Stadio Maradona, in campo il derelitto Milan inutilmente ricco di calciatori con la “C” maiuscola. Al suo capezzale di malato per nulla immaginario lo stimato mister Conceicao. Per venti minuti i rossoneri hanno vagato svogliatamente nei centoventi metri dell’ex San Paolo con la postura psicofisica dei depressi per caratura nettamente inferiore all’avversario e con l’unico intento di schivare il colpo del ko. Pacchia finita per il Napoli (impertinente ironia di “Yo soy Giorgia” presto tornata al mittente, al governo del nulla) dai minuti venti-venticinque del primo tempo, quando gli azzurri, ritenendosi appagati dal doppio vantaggio (gol di Politano e il 400esimo in carriera di Lukaku) hanno immaginato di poter vivere di rendita, rintanati in un bunker difensivo da catenaccio reso celebre a suo tempo dal mitico Herrera. Remi in barca, con l’aggravante di sciatterie, della maggior parte di passaggi e rilanci imprecisi. Da chi ha consolidata frequenza con il calcio ed è esente da eccessi di tifoseria, sopravviene il timore che l’atteggiamento degli azzurri non sia un attore estemporaneo, ma foriero di pericoli per l’esito finale del match.

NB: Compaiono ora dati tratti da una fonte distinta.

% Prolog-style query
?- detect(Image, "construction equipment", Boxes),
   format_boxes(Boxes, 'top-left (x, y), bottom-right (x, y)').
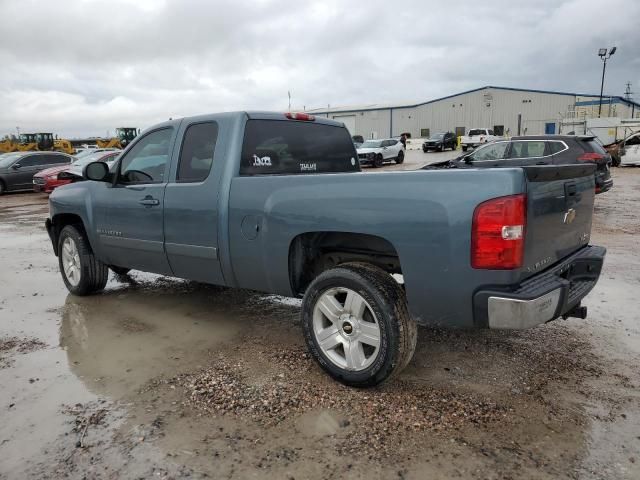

Questa analisi alimenta il sospetto che si assista a due partite diverse. Il secondo tempo del Napoli molto somiglia all’inferiorità tecnico-fisica del pugile ‘virtuale’ citato nell’incipit di questa nota. Al Milan squinternato dei primi venti minuti non par vero: mette in campo maggiore vigore atletico, resistenza alla fatica, nonostante l’handicap delle energie di recente impiegate negli impegni extra campionato. Inevitabile conseguenza è l’illusione di Conte e degli azzurri di cavarsela con la difesa a oltranza del 2 a 0. Arrivano il gol di Jovic dell’uno a due e il rigore per il fallo in area di Billing, ancora spaesato, appena entrato in campo al posto dell’acciaccato Anguissa. Erroraccio di Gimenez dal dischetto, tiro debole, ‘pacchia’ per Meret. Il Napoli, solo grazie a questa cavolata, resiste a denti stretti all’assedio milanista, fino all’ultimo secondo dell’over time e chiude o la sfida con una vittoria più che sofferta.
CHISSA’ CHE PARTITA HANNO VISTO i recensori di quotidiani anticipati da titoli tipo “Il Napoli non molla” “Napoli che vittoria al Maradona”, “Forza e passione” “Ok la cura Conte”, “La squadra soffre ancora troppo nel finale”. Nel finale? Ha sofferto per tre quarti della partita. Insomma, due modi di raccontare il calcio, con occhi da “Forza Napoli sempre” o da giudici imparziali. Stenta il Napoli, ma stenta anche l’Inter. Allora, ma sì, puntare sullo scudetto number four: “La speranza non costa niente (Vianello) e “Finché la barca va… lasciala andare…(Berti).